Per Curiam.
The decree entered herein must be sustained for the following reasons:
First. The power of the city council to pass such an ordinance is doubtful. Since municipal corporations exercise delegated and limited powers only, no presumptions can be indulged in as to the validity of their acts. When questioned and the power is not clear, the right to pass a particular ordinance must be shown by the city. Village v. Doherty, 30 Ill. App. 662; Schott v. People, 89 Ill. 197. The only express power in the Cities and Villages Act, relating to signs, is clause 17 of section 1 of article 5, by which the city can regulate and prevent the use of signs on the streets and public places of the city. Here is a specific provision relating to signs. The power thus expressly granted cannot be added to by general language found elsewhere in the act. If it be said that it is.doubtful if bill-boards are included in the word “ signs ” as used in this clause, that doubt compels us to affirm the decree of the learned chancellor in so far as it is based upon this clause. If the power to pass the ordinance of June, 1900, is given anywhere in that act, it is found in clause 66 of section 1, which reads : “ To regulate the police of the city, or village, and pass and enforce all necessary police ordinances.” It is admitted that this clause confers power beyond the mere creation and regulation of the police force; it may extend to and embrace a subject-matter of police regulation, under the general police power of the state. McPherson v. Village of Chebanse, 114 Ill. 49. The true purpose of the police power is the preservation of the health, the morals, and the safety of the community. Munn v. The People, 69 Ill. 103. An ordinance based upon this power must appear to be adapted to that end; it cannot invade the rights of person or of property under the guise of a mere police regulation, when it is not such in fact. Ritchie v. People, 155 Ill. 110. When an ordinance based upon the police power is brought to the view of a court, it is the duty of that court to determine whether or not it is promotive of the health, the morals or the safety of the people (Ruhstrat v. The People, 185 Ill. 142); and if it does not appear affirmatively that this is its effect, the court is bound to declare that such ordinance is void because it is an attempt to exercise a power not granted. T. W. & W. Railway Co. v. Jacksonville, 67 Ill. 40.

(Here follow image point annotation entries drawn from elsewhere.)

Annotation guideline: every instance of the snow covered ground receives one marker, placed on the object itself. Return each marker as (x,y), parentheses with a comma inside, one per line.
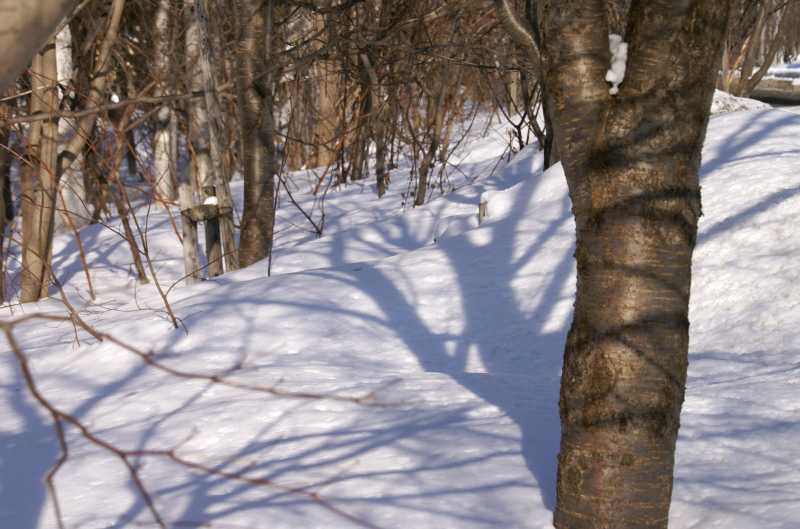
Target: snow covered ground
(459,341)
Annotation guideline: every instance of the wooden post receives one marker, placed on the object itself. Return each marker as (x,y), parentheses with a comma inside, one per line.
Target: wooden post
(220,188)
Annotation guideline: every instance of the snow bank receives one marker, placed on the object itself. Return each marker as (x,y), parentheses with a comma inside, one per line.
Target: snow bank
(725,102)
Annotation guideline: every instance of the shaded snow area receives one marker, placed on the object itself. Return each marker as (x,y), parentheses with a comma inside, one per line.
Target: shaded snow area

It appears that this ordinance is directed against signs and bill-boards erected upon private property. It includes and prohibits all such signs and bill-boards, regardless of their stability and location, other than such as are built and placed in obedience to its provisions. The lot owner has the right to erect upon his premises such buildings and other structures as he may please, providing that in so doing he does not imperil others. That right cannot be interfered with unless such peril be shown. It is not in the power of the city council to declare a safe structure erected within the lines of private property to be a nuisance as a structure, and then to cause its removal; nor under like circumstances can the city, by ordinance or otherwise, prohibit the building of a like structure. Yates v. Milwaukee, 10 Wall. 497; 1 Dillon Mun. Corps. 374; Crawford v. Topeka, 51 Kans. 756. To justify interference with the enjovment of private property two facts must be established: first, that the property, either per se or in the manner of using it, is a nuisance; and, second, that the interference does not extend beyond what is necessary to correct the evil. Tiedeman’s Dims., sec. 122g. In short, the power is ■ confined to the enforcement in detail of the maxim sie utere tuo, ut alien-urn non Icelas.

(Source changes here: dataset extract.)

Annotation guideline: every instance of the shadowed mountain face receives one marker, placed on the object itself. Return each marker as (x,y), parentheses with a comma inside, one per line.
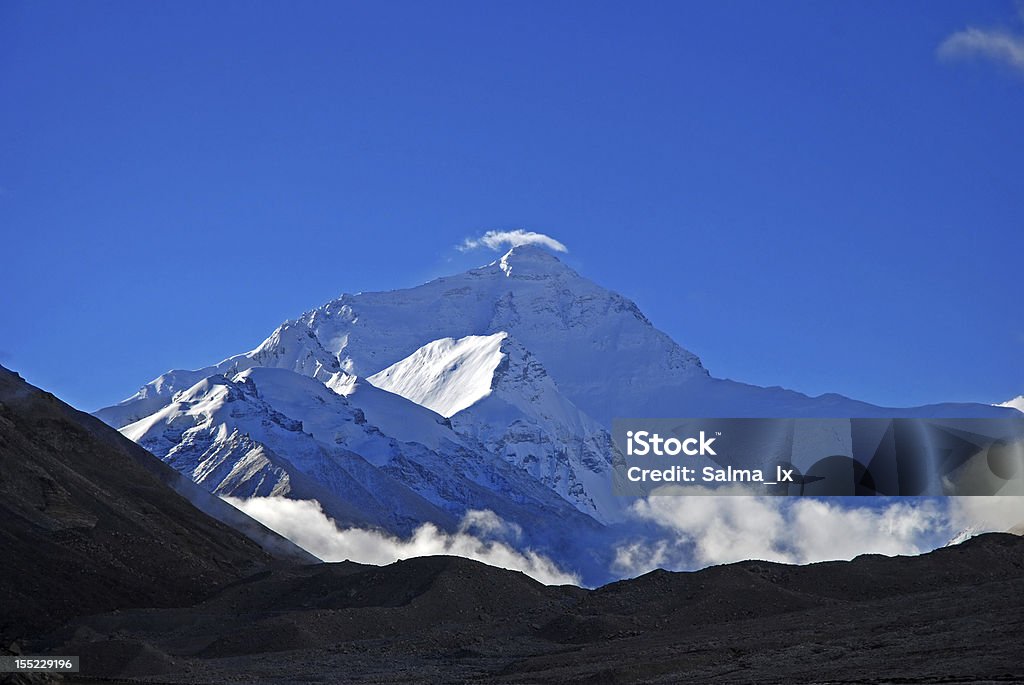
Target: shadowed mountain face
(89,521)
(951,615)
(104,560)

" Second. Section 5 of the ordinance provides that all owners of signs or bill-boards erected before the passage- of this ordinance, which signs or bill-boards have a superficial area exceeding 100 square feet, or which are of greater height than ten feet above the surface of the ground, (other than such signs or bill-boards as are painted or erected upon buildings,) shall pay an annual license of fifty cents per square foot, and in case such license is not paid such signs or bill-boards shall be torn down. This section is not regulative, but is prohibitive. It is shown that appellee has in the city 420,000 square feet in superficial area of bill-boards, standing upon private property, from which it realizes a gross income of $96,000, and a net income of $14,000. The license required by this section under penalty of their demolition amounts to $210,000 per year, a sum double the gross yearly income. This statement shows that what is intended is not regulation, but is destruction; that the entire ordinance was passed in order to destroy the business of appellee and to wreck its property. Further, this license 'fee is arbitrarily placed upon signs and bill-boards presumably erected lawfully, in a substantial, safe and workmanlike manner, and with due regard to the safety of the public. The purpose to be accomplished by an ordinance must always be considered by the court in determining its validity. Ligare v. Chicago, 139 Ill. 46; Smith v. McDowell, 148 Ill. 60. If the business be not in itself unlawful, an ordinance requiring those who follow that business to take out a license which in effect amounts to a prohibition, is invalid. Chicago v. Ferris Wheel Co., 60 Ill. App. 384. Where the city has no power to suppress or to prohibit a business in direct terms, it cannot reach the same result indirectly by imposing unreasonable burdens upon those who follow that business. Carrollton v. Bazzette, 159 Ill. 284. Laws which interfere with the personal liberty of the citizen to follow what lawful occupation he° pleases, or to erect upon his real estate such safe structures as he may see lit, by compelling him to take out a license to follow the one or to construct the other, are invalid. Chicago v. Banker, 112 Ill. App. 94, and cases therein cited.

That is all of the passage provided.